Ordinance change pending
GATESVILLE – A proposed change in a county ordinance may place some pressure on the current owners of the historic Sunbury School to reveal the plans they have for the facility.
At the April 3 meeting of the Gates County Board of Commissioners, County Manager Natalie Rountree acknowledged an issue brought forward by Edgar Mitchell, the county’s Building Inspector, regarding an existing county ordinance that addresses property such as Sunbury School.
The old schoolhouse – which traces its history as far back as the early 1900’s – was purchased on Dec. 5, 2011 by Graham Hatch and his wife, Brenda, of Buenos Aires, Argentina under the business name of Sunbury Fields. A stipulation in the purchase agreement stated that Sunbury Fields is to present a plan within 10 years of the purchase, which will “retain and preserve the historic character of the property.”
Mitchell’s concerns were addressed by Gatesville attorney Pitt Godwin, who serves as legal counsel to Gates County local government.
“Edgar had contacted me in regards to our ordinance as it currently reads, particularly as to Sunbury School is one of the problems we’re having,” Godwin told the Commissioners at their April 3 meeting. “My understanding when Sunbury School was purchased that there was a timeframe in which they (new owners) were supposed to have done some things in the way of repair or to make something other than putting up plywood.

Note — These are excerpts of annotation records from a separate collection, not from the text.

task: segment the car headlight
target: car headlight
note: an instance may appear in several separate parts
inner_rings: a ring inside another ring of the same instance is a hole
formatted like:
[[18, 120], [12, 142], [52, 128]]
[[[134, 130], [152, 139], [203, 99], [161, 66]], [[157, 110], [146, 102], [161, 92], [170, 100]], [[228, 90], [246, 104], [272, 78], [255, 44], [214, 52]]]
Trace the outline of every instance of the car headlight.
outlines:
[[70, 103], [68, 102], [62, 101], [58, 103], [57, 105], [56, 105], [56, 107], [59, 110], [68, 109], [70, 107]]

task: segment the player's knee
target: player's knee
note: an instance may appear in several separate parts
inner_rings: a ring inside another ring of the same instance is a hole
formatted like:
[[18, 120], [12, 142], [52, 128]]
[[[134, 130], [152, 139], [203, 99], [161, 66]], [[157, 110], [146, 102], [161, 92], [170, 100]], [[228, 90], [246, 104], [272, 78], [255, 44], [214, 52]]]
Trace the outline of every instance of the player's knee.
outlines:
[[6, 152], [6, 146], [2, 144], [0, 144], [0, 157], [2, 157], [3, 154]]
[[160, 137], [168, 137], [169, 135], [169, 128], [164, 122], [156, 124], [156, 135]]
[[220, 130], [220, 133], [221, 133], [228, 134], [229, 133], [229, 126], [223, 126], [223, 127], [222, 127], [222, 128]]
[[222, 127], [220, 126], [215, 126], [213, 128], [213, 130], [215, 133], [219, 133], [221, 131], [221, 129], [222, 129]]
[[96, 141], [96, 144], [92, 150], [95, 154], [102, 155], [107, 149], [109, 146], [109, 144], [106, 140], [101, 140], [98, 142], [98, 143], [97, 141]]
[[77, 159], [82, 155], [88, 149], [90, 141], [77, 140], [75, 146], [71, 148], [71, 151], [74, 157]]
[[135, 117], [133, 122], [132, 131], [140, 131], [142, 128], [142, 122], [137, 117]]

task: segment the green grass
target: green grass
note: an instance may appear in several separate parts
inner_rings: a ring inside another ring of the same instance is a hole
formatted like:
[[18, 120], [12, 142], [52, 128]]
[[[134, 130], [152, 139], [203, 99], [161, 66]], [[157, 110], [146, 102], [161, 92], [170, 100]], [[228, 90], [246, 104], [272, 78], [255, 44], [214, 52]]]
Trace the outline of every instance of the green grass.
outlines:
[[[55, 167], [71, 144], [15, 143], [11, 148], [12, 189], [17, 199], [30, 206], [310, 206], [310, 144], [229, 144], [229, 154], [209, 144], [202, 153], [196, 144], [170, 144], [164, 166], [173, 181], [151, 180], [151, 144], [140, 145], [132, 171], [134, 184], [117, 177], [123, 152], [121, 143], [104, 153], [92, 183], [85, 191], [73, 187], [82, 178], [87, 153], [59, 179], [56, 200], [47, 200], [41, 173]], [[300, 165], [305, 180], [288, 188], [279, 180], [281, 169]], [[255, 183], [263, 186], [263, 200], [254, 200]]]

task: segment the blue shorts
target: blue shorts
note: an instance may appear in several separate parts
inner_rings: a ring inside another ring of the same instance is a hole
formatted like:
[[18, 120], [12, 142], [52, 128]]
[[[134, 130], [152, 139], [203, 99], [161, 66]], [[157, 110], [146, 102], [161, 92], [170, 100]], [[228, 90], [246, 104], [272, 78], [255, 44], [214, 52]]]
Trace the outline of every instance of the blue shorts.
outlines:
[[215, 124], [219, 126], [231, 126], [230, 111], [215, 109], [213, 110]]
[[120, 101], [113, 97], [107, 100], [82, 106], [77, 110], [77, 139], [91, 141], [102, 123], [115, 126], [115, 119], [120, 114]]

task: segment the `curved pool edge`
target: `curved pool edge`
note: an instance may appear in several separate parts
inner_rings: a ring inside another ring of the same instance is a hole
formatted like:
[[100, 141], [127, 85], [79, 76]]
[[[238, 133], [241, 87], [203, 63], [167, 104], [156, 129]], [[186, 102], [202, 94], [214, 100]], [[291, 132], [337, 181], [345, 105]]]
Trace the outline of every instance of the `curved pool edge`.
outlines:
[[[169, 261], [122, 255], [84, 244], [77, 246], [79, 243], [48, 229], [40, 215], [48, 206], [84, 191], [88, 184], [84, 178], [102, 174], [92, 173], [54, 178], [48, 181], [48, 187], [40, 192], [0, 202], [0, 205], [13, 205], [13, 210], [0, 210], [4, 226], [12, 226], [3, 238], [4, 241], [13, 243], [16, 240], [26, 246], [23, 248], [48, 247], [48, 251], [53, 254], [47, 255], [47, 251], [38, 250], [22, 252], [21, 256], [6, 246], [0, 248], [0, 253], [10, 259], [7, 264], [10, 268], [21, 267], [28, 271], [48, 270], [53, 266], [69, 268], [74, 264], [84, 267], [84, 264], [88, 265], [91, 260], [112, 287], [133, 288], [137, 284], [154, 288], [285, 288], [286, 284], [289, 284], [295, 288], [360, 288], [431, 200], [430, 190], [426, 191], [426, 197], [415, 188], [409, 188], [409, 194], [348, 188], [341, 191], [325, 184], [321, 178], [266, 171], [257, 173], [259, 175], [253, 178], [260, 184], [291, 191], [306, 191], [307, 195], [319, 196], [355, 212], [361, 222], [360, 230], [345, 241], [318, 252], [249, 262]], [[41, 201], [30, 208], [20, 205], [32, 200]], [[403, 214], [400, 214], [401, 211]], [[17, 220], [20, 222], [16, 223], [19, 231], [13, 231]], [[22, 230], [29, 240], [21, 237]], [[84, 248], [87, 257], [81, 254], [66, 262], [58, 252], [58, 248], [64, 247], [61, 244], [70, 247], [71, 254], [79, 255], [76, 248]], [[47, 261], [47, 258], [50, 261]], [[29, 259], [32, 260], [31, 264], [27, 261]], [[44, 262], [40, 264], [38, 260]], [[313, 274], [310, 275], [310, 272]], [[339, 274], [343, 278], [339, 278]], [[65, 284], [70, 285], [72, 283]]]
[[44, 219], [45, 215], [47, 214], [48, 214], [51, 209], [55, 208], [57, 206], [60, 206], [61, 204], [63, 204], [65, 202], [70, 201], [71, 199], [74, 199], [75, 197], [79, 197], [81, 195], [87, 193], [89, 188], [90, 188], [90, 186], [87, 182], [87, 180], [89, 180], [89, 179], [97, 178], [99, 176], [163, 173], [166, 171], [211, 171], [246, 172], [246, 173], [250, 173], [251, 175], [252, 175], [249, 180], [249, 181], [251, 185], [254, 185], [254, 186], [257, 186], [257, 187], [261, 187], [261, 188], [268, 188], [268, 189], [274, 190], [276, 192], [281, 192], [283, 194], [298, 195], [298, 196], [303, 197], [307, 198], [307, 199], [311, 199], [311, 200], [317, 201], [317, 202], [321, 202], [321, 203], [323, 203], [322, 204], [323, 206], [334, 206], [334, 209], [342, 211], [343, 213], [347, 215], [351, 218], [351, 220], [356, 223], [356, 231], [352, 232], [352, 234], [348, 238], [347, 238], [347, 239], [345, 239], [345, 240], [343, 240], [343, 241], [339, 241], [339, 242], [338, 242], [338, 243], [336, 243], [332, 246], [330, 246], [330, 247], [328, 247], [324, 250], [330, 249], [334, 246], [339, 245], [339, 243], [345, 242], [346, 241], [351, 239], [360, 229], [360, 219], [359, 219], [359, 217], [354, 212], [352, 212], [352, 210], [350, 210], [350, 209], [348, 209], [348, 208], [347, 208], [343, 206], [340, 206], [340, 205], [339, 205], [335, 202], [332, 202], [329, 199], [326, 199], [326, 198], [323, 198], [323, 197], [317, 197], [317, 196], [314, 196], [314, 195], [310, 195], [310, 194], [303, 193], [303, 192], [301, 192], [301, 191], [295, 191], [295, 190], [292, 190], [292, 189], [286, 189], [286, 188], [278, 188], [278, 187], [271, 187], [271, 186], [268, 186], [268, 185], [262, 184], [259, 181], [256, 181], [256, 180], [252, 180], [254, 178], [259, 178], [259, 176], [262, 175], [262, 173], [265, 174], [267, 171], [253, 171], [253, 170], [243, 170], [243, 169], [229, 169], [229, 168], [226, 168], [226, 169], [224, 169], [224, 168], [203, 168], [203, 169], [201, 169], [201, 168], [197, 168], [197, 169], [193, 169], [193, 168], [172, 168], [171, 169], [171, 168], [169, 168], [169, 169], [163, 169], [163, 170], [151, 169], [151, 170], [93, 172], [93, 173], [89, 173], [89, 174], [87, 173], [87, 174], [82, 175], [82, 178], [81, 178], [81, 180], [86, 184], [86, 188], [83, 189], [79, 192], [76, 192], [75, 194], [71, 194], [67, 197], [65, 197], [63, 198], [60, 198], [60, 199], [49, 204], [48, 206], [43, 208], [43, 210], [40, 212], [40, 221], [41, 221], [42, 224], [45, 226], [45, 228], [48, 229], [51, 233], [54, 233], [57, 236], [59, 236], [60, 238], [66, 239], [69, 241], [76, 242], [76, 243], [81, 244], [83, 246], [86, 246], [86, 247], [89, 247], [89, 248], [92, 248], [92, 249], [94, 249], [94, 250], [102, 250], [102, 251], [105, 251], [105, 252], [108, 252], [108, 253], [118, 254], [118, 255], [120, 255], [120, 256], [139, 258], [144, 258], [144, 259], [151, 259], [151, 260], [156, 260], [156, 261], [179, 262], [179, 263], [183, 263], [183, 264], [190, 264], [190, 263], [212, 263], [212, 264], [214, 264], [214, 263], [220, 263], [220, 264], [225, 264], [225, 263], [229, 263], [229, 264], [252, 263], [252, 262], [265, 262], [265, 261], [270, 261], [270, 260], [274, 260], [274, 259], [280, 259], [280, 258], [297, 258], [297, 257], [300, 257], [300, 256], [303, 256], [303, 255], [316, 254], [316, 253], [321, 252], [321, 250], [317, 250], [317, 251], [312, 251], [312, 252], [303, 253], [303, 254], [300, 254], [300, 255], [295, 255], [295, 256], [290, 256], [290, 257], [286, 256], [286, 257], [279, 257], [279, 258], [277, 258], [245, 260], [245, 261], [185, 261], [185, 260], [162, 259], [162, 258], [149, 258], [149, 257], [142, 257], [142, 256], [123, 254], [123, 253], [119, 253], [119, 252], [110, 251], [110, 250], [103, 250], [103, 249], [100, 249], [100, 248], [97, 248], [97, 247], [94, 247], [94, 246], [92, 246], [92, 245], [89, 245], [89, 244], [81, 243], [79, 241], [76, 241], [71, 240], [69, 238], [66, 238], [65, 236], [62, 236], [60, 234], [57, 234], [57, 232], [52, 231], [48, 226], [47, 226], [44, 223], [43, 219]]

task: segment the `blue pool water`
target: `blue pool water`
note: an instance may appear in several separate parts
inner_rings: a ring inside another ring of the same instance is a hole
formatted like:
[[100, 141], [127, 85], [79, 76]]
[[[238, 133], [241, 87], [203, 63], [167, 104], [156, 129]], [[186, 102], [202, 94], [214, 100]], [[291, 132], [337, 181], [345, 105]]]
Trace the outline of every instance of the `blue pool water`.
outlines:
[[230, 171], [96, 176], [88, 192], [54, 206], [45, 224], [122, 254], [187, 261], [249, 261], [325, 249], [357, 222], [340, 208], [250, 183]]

To my understanding, that’s the only thing that’s happened.”
The question, Godwin continued, centers on the county’s current ordinance does not directly address a place of historic prominence that’s not on the National Register of Historic Places.
“It’s been eight years since the county sold this property,” Godwin noted. “The question becomes (Gates County Land Usage Ordinance) 153.076 where it says this section requires a new owner to have plans in place within 10 years that maintain, restore a historic landmark to prevent it becoming a danger to the health and welfare of the citizens.”
Godwin added that the county’s Building Inspections Office has been to Sunbury School several times in regards to complaints from Sunbury citizens who allege nothing is happening to restore the old facility.
“The real question is if we (the county) have the right to inquire of the owners of what their plans are,” Godwin asked. “They have not presented any plans; they have not shown they have purchased any materials, that they’ve not done anything.”
Citing again from the county’s Land Usage Ordinance, Godwin pointed out that it also states the Board of Commissioners reserve the right to revoke and/or disallow any waivers to this exemption if the requirements are not complied with or if deception is detected, in the judgment of the County Board of Commissioners, to avoid compliance.
That ordinance was changed and approved on Nov. 21, 2011.
“It’s been eight years, so they have two more years (according to the wording of the ordinance) to reveal their plans,” Godwin said. “I’m really wondering if they ever really intended to do what they said they were going to do when they purchased this property.
“That needs to be addressed,” he continued. “I don’t see anything wrong with us writing a letter to the owners to find out what their plans are. I think Edgar’s position is that it (the property/building) is becoming a danger to the public.”
Godwin then posed the biggest question regarding this particular issue.
“Do we feel like we’ve been deceived by the purchasers; do they really have intentions to make this into a senior resident living facility,” Godwin inquired. “It’s my opinion that a letter needs to be sent.”
Rountree said the owners did respond with an update of their plans following a story published last October in the Gates County Index.
“They explained why things had not been done at that point in time,” Rountree stated. “What Edgar brought to me is what the county ordinance says is not the same as to what the state ordinance means. The (state) General Statute supercedes what the county has. None of the historic properties can be exempted from the state ordinance.”
The county’s ordinance regarding that reads, “Public or county owned structures which are listed on the National Register of Historic Places and/or the state’s Historic Preservation Office shall be exempt from this subchapter. Private sites listed on the National Register of Historic Places and/or the state’s Historic Preservation Office shall be exempt from this subchapter for a period of 10 years from the date of sale.”
“When that county ordinance was written it states, in this case, that Sunbury School is exempt from that section; exempt from condemnation,” Mitchell observed. “That one paragraph now in question was added to the ordinance, when it was written, and it’s a discrepancy to the (state) statute.”
Godwin agreed, saying the county’s ordinance is in direct conflict of the state statutes.
“I wrote that ordinance originally and showed it to Pitt to make sure it complied with the state statutes,” said Mitchell. “That paragraph was added without my knowledge. I was never given a copy (of the revised ordinance).”
Board Chairwoman Linda Hofler asked Godwin if he was suggesting the removal of the county ordinance in question.
“Correct,” answered Godwin. “Put it back the way Edgar originally wrote it, before it was changed in 2011. In my opinion it was changed to accommodate the sale of Sunbury School.”
“We always need to comply with our state statues,” stressed Commissioner Ray Freeman.
Rountree reminded the board they first had to conduct a public hearing prior to any changes made in any county ordinance.
A motion was made and approved to hold a public hearing, which is scheduled for the board’s next meeting – 10 a.m. on Wednesday, May 1 at the county courthouse.